When you mix a left-wing teacher, a loud-mouthed philanderer, a mild-mannered accountant, a failed philosopher, a 19-year-old nymphette, a frustrated wife, a drunken pornographer, a temperamental artist and an arrogant dentist with a lot of booze on election night, anything can happen . . .
Adapted by David Williamson from his own hit stage play, directed by acclaimed filmmaker Bruce Beresford, and starring the A-list of 1970s Australian talent (including Graham Kennedy, John Hargreaves, Graeme Blundell and Ray Barrett), Don’s Party is a crowd-pleasing Aussie favourite.
It’s federal election night on 25 October 1969, and Don and Kath Henderson (John Hargreaves and Jeanie Drynan) are hosting a party at their home in the (fictitious) suburb of Lower Plenty to celebrate what they expect will be a Labor victory for Gough Whitlam over John Gorton after 20 years of conservative government.
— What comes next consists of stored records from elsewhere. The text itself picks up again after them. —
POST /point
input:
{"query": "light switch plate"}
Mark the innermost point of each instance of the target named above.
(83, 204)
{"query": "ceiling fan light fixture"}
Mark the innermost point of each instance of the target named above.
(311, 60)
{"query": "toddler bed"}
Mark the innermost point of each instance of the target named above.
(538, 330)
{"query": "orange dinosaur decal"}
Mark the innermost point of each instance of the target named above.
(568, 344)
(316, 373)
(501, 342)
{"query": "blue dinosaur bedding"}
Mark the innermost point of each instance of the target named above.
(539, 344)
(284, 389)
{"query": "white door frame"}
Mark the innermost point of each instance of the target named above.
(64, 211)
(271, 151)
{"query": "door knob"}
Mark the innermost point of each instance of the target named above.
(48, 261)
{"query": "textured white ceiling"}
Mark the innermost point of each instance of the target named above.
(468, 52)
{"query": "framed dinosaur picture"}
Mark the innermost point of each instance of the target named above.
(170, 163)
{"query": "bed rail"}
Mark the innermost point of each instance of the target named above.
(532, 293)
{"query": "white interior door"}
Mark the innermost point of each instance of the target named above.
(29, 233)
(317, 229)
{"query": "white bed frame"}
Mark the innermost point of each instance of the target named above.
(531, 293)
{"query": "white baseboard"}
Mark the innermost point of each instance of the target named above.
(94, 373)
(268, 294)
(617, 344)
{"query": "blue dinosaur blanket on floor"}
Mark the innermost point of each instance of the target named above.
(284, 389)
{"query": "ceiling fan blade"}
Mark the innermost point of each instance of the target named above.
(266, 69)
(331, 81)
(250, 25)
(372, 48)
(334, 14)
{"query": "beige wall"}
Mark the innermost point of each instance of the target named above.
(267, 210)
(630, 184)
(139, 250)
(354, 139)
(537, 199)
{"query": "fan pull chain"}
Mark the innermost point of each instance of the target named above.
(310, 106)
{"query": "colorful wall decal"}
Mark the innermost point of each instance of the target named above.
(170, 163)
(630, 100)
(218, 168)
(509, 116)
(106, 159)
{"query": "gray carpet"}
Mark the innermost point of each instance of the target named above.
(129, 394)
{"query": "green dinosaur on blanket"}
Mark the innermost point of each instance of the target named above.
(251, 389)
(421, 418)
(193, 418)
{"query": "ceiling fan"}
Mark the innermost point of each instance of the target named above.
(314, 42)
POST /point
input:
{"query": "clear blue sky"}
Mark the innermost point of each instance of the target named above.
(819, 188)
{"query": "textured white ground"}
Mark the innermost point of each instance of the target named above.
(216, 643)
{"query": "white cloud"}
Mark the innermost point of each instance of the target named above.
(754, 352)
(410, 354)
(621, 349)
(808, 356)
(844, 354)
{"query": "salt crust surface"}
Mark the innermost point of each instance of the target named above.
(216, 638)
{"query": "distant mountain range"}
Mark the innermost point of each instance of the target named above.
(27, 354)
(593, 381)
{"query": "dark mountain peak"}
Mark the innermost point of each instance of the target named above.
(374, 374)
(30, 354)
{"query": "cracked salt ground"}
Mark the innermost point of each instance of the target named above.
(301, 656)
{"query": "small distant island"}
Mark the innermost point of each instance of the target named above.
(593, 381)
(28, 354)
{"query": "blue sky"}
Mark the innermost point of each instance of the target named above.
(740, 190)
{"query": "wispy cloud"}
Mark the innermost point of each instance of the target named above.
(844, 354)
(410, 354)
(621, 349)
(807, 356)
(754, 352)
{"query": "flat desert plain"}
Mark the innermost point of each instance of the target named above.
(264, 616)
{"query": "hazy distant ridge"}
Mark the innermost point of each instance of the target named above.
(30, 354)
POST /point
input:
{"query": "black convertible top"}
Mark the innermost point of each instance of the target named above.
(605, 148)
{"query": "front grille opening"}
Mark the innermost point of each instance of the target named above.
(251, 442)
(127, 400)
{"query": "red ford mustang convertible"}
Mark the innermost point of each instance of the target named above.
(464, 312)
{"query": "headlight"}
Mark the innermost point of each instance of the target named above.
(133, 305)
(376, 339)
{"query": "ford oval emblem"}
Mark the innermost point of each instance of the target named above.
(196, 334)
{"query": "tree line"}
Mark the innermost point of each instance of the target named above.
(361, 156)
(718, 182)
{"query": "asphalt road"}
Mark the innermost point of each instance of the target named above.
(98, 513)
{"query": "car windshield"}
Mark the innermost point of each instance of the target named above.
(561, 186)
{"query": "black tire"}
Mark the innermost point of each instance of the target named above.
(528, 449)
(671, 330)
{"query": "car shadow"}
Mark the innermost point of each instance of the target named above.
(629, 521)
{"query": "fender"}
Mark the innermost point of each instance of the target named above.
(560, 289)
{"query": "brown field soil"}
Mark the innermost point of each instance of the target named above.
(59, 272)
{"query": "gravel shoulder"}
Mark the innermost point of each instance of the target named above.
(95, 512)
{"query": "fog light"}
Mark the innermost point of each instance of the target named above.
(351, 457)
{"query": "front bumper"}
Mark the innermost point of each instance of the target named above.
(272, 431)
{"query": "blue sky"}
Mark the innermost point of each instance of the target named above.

Most of their friends vote for Labor, but as the television results dash their hopes, the men devote their energies to drinking and debauchery with the younger women while their wives and girlfriends scowl.
There are punch-ups, match-ups, feel-ups and knock-backs as disappointment takes over from hope.
Don’s Party was filmed at a real house at 7 Windam Place in Westleigh in the Upper North Shore of Sydney.